Buscetto, the ECC and Safe Futures show the power of together

Waterford — It is a considerable trick now to teach our children the timeless tenet of a owning a deeper sense of obligation to things greater than their own self-interest. That's because the kids mimic the behavior of their elders, who are too immersed in our own self-indulgence to see what they're truly teaching.

That's why stories like this need to be told.

A number of adults in our corner of the world, with some inspiring esprit de corps, will be teaching kids the value of working together for something bigger and more meaningful next month. They didn't use technology as the teaching tool. Just some humanity.
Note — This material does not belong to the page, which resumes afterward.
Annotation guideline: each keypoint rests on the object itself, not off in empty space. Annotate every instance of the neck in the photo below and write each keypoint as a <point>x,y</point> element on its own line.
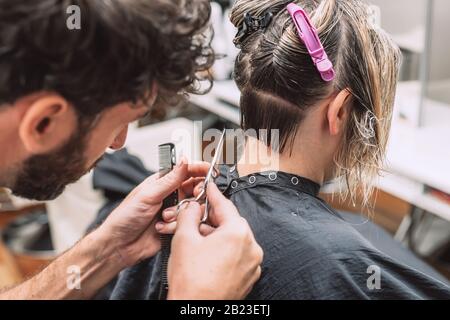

Many kids who play sports in our corner of the world — and many who don't — will be involved early next month in the Safe Futures Annual 4K Safe Walk inside Crystal Mall on Oct. 6 at 8:45 a.m. Refreshments, raffles and revelry will provide the backdrop for the beginning of Domestic Violence Awareness Month and the very important work of Safe Futures, the New London-based organization that helps domestic violence and sexual assault victims.

Eastern Connecticut Conference athletic directors and 2019 walk chairman Mike Buscetto have teamed to involve every school in the fundraising process. Each school in the ECC will select a home event in October and donate a portion of the gate proceeds to Safe Futures, while some individual schools will have athletic teams involved in the walk.

Moreover, all students at Clark Lane Middle School in Waterford have the opportunity to walk for free. Three local businesses will sponsor the Clark Lane kids: Sixth grade (Mallove's Jewelers); seventh grade (Filomena's); eighth grade (Benvenuti Oil).

Hundreds and hundreds of kids will be involved in this, all of whom will be better acquainted with Safe Futures and domestic violence. There's hardly a day now when a domestic violence story doesn't make the sports section. And now many of our kids will be taught practically — not electronically — about how our communities are affected.

Last year, Safe Futures worked with 7,053 clients from 21 towns, changing — and saving — countless lives.

Pretty good idea here to ask Buscetto to be this year's chairperson. He does persuasive better than Sinatra did "New York, New York." He knows everybody. And there's really never a time he's not willing to help people.

Mad props and bon mots here to the ECC as well. Often, ECC schools are defined by their differences in enrollment, demographics and geography. "Differences" are a popular narrative in general. This is a wonderful example of how "different" can still produce the concept of "together."

I'm not sure there's a more valuable lesson we can teach.

And not just to our kids.

Anyone who participates in the walk next month ought to spend some time in thought that day. Look around and experience what the concept of together looks and feels like. Sure beats the fear-based isolationism we see every night on the nitwit talk shows that disdain common-denominator information and instead just suit, service, reinforce and intensify their audiences' predispositions and prejudices.

Domestic violence has become a byproduct of a society that thrives on fear, self-indulgence and instability. We can all preach plenty about how it is never to be tolerated. And yet the stories in the papers and on television come forth without fail.

The event next month at Crystal Mall goes beyond the blather. It's visible support for the 7,053 clients that Safe Futures helped last year. It's a message of intolerance for intolerance. And our kids will be absorbing all of it.

That's humanity and educational leadership in its best form.

Pop into Filomena's for more info about the walk and event. Get there if you can Oct. 6. It's inside and air conditioned. More than 7,000 people will thank you.